O diretor-geral da PF soube do afastamento pouco antes de um evento de agentes da polícia, fazendo com que ele desistisse de participar. Clique para ver o momento em que ele deixou o local.

Mas por que isso aconteceu? 

André Mendonça afirma que ele e o advogado-geral da União, Jorge Messias, foram monitorados ilegalmente por integrantes da inteligência da PF.

Esses monitoramentos teriam sido usados para produzir seis relatórios que, segundo o ministro, chegaram até a ser usados por Alexandre de Moraes — que pediu uma investigação contra Mendonça.

  • ✍ A resposta da PF: Onze dos 15 diretores da corporação, todos nomeados pelo próprio Andrei, divulgaram uma nota de apoio a ele e colocaram os próprios cargos à disposição.

O grupo chamou as acusações de "injustificadas" e sugeriu que o episódio está ligado a interesses político-eleitorais — e não ao histórico profissional da atual direção.
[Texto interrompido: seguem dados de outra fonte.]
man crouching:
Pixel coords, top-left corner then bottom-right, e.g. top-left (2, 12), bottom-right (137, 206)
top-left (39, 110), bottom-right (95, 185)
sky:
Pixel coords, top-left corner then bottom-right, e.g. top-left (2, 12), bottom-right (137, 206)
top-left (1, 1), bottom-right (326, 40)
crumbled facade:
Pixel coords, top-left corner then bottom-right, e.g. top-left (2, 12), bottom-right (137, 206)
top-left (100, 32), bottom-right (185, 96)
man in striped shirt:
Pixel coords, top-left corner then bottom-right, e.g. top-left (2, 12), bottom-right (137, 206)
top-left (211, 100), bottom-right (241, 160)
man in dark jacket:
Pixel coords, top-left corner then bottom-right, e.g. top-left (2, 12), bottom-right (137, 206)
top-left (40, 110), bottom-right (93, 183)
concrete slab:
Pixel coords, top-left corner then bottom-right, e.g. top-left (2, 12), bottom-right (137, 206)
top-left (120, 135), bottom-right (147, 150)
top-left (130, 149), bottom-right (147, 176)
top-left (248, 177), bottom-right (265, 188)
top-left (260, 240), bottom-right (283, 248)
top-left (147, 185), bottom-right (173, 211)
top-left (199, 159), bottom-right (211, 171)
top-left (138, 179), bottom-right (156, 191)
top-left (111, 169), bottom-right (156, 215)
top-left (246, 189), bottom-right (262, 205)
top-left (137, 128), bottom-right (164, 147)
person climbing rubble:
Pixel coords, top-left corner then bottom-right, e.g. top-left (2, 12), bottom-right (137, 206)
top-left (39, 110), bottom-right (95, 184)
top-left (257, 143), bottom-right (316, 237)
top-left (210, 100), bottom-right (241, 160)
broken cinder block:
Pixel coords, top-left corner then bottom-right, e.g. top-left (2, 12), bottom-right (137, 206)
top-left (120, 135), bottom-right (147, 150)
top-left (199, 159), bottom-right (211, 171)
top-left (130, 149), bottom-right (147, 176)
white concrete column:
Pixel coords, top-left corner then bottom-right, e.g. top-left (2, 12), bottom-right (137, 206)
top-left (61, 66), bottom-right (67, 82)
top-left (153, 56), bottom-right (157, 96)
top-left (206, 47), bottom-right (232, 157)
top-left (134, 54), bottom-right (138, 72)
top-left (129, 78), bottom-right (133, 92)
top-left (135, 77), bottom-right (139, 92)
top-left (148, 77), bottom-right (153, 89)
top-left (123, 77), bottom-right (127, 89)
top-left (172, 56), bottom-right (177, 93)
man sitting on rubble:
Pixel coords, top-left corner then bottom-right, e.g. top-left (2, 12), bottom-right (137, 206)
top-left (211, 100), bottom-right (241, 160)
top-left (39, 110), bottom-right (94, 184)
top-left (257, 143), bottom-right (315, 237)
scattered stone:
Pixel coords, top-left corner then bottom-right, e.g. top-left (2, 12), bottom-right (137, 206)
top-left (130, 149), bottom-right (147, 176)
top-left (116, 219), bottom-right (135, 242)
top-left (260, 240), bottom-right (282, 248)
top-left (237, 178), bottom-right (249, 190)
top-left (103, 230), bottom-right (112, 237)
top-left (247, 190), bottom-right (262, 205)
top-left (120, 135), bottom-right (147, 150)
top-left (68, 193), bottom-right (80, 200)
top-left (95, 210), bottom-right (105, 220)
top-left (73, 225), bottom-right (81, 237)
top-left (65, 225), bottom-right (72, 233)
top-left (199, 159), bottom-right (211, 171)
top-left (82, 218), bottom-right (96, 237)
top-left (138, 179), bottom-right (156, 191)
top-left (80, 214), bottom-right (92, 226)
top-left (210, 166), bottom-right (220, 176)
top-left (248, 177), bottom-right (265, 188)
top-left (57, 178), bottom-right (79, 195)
 Clima tenso em Brasília: Essa reação da cúpula da PF mostra que a disputa envolvendo ministros do STF e o caso Master chegou ao comando da principal polícia investigativa do país.

Agora, sob ordens de Mendonça, a PF deve abrir uma apuração interna para saber quem mandou fazer os relatórios suspeitos e se existem outros documentos parecidos.